Uruguayan costume designer (1919–2001)

Guma Zorrilla de San Martín Muñoz (28 December 1919 – 19 July 2001) was a Uruguayan costume designer for theater, film, and television.

== Early life ==
Zorrilla was born in Montevideo, in 1919, one of five daughters of the sculptor José Luis Zorrilla de San Martín and Guma Muñoz del Campo. She always drew and painted, as well as exhibited her watercolors, drawings and pastels at the Amigos del Arte as a teenager.

==Later life==
Zorrilla's long career in Montevideo was supplemented by time spent in Buenos Aires, especially providing services for theatrical and cinematographic works of her sister, the actress and director China Zorrilla. Her work appeared at the Comedia Nacional and in the Solís Theatre. She is remembered for creating works in the productions for Shakespeare's Romeo and Juliet, Thornton Wilder's Our Town, Alfred de Musset's Lorenzaccio, Medea of Euripides, The honour is not thing of women, (with Norma Aleandro).
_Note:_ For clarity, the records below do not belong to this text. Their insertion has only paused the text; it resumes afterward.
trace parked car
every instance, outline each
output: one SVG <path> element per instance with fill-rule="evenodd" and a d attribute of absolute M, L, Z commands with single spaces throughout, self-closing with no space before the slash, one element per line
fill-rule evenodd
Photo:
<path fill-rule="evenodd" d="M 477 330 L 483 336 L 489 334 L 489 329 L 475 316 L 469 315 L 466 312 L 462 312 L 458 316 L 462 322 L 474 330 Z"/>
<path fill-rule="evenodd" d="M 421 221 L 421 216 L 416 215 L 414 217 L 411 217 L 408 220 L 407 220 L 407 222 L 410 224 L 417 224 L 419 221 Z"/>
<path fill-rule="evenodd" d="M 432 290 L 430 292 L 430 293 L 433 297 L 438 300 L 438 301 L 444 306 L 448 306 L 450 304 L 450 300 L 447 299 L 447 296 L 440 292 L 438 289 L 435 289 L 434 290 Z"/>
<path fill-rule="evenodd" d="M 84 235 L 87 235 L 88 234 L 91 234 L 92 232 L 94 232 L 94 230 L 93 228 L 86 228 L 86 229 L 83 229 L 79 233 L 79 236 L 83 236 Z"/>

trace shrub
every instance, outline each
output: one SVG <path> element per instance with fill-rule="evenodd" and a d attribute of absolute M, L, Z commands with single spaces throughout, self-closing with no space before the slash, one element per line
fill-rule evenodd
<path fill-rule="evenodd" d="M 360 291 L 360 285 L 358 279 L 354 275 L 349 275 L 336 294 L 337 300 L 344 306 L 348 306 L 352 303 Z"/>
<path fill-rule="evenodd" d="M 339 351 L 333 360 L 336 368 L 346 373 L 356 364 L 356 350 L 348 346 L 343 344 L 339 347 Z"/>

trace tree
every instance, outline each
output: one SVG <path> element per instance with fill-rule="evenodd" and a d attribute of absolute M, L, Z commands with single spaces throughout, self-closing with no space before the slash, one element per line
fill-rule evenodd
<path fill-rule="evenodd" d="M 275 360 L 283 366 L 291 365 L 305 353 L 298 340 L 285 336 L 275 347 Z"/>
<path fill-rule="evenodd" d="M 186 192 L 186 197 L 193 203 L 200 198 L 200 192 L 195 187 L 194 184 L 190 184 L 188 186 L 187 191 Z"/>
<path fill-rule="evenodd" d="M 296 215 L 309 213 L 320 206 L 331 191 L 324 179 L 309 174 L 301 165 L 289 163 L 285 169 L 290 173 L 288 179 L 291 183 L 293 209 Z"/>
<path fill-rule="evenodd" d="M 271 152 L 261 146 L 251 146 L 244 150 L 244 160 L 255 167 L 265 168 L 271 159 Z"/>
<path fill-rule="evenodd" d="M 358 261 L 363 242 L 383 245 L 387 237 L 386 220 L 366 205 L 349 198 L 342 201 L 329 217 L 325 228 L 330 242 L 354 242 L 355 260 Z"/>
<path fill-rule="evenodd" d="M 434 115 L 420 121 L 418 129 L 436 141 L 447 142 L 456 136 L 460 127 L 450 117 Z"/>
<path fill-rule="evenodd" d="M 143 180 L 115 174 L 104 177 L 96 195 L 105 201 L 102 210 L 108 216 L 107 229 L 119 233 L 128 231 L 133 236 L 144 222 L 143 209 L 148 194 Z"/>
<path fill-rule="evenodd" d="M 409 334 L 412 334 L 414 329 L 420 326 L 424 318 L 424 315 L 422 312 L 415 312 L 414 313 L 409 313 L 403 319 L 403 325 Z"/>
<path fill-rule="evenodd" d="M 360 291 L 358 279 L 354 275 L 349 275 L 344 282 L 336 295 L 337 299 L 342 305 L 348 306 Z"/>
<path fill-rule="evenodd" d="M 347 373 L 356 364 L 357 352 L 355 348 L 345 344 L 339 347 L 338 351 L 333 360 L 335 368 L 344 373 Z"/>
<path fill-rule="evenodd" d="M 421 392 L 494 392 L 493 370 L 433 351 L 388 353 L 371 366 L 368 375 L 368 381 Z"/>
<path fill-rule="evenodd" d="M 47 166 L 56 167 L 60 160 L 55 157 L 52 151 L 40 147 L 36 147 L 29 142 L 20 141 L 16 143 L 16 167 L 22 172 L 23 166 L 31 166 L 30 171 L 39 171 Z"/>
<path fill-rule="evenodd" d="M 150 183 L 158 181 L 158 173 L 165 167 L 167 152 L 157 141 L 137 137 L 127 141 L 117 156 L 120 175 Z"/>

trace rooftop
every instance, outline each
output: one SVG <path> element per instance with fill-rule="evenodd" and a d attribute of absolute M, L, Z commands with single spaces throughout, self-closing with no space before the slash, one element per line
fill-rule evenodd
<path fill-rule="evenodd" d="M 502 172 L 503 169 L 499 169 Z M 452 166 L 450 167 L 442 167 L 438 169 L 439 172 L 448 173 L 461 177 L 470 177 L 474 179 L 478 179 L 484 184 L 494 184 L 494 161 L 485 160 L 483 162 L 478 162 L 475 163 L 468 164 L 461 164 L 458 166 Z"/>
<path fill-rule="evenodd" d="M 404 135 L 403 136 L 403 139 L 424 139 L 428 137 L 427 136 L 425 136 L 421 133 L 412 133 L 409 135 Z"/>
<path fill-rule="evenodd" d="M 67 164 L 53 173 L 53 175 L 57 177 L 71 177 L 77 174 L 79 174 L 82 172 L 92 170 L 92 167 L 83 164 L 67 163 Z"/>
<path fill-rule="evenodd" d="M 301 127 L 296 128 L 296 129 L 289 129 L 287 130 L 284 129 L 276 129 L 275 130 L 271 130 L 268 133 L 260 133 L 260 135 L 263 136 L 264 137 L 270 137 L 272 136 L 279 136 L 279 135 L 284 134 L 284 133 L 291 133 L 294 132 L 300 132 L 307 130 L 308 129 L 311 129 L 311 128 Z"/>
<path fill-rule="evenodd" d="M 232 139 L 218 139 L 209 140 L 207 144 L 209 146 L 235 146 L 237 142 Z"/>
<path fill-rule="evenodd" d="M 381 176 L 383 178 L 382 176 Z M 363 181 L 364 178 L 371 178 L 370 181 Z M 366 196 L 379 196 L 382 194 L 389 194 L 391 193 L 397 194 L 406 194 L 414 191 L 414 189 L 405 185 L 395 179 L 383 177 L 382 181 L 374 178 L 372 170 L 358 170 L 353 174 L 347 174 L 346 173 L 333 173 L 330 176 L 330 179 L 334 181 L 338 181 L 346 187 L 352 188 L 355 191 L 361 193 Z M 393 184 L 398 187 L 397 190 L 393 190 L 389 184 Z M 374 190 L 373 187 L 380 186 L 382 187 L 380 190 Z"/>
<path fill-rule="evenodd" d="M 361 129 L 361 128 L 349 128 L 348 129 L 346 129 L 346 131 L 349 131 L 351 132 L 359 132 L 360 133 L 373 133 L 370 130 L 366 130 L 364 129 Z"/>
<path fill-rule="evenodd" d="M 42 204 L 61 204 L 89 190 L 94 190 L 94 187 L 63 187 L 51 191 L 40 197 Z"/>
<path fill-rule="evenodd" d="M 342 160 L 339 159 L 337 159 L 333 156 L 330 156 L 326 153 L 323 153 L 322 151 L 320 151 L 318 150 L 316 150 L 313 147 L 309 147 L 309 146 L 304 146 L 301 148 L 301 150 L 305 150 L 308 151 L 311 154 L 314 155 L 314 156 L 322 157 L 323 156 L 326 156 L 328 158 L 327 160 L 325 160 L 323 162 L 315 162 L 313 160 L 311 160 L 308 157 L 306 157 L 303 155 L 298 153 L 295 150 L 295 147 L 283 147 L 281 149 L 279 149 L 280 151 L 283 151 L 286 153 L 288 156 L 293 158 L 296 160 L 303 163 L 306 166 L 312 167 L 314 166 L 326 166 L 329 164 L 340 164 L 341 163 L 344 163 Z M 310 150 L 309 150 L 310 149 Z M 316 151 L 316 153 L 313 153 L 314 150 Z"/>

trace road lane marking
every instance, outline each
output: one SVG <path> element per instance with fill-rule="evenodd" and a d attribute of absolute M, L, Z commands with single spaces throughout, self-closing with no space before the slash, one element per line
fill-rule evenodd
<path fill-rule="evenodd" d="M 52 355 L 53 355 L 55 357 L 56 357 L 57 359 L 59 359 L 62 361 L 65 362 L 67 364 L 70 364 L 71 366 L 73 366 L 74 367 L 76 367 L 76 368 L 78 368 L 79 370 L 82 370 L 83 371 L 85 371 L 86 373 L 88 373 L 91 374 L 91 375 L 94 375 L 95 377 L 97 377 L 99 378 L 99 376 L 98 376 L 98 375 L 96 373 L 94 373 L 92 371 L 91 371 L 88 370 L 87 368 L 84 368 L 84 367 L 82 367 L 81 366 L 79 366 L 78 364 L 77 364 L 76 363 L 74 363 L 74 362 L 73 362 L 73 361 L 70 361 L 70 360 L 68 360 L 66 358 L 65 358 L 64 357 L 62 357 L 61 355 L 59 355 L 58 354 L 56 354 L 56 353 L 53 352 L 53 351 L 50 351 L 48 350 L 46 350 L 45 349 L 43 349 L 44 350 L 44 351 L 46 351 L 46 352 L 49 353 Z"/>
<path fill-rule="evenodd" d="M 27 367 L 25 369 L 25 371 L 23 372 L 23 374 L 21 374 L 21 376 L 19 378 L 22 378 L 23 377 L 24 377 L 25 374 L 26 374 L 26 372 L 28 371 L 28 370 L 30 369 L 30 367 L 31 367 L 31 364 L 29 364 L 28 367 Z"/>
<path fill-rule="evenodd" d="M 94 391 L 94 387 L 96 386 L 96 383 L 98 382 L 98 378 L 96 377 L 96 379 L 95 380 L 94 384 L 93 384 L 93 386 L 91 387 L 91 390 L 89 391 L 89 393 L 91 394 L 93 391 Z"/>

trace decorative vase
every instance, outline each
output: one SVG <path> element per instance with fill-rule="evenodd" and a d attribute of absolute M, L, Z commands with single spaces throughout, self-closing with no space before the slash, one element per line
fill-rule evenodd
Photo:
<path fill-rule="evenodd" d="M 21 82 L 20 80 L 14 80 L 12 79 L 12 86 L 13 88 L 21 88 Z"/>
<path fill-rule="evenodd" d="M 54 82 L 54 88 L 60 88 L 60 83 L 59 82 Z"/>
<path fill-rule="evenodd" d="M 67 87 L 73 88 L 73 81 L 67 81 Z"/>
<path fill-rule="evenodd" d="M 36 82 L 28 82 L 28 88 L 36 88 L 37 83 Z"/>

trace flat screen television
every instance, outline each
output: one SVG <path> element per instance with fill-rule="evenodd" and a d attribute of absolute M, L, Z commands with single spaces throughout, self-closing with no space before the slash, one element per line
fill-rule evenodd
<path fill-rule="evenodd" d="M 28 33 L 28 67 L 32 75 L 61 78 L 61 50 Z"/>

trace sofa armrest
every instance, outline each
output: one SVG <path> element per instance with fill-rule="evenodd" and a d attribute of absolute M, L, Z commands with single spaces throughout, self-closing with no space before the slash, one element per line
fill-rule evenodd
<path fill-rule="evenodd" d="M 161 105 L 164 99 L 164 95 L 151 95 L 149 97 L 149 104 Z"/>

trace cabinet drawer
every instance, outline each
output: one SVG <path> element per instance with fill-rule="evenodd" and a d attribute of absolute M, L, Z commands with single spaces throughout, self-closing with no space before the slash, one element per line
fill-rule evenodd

She worked with various directors and actors of Uruguay and Argentina, including Omar Grasso, Antonio Larreta, Estela Medina, Dahd Sfeir, Carlos Perciavalle and others. She had a visible ease with suits, integrating them in a scene's visual frame. She took special delight in Belle Époque costumes of the 19th century. Some examples include Ávila-Martínez Mieres in The Parisienne and nuptial Mulch. She also had opportunity to provide her services at the City Theatre of Montevideo in The Seagull, La pulga en la oreja, Un enredo y un marqués and La Dorotea. Zorrilla was the changing rooms manager for the films Besos en la frente (1996) and Nunca estuve en Viena (1986).

==Personal life==
She married Hugo Estrázulas and they had six children. Zorrilla died in Montevideo in 2001.

== Selected works ==
- Guma Zorrilla, artista del género, 2012, ediciones CIDDAE, Montevideo.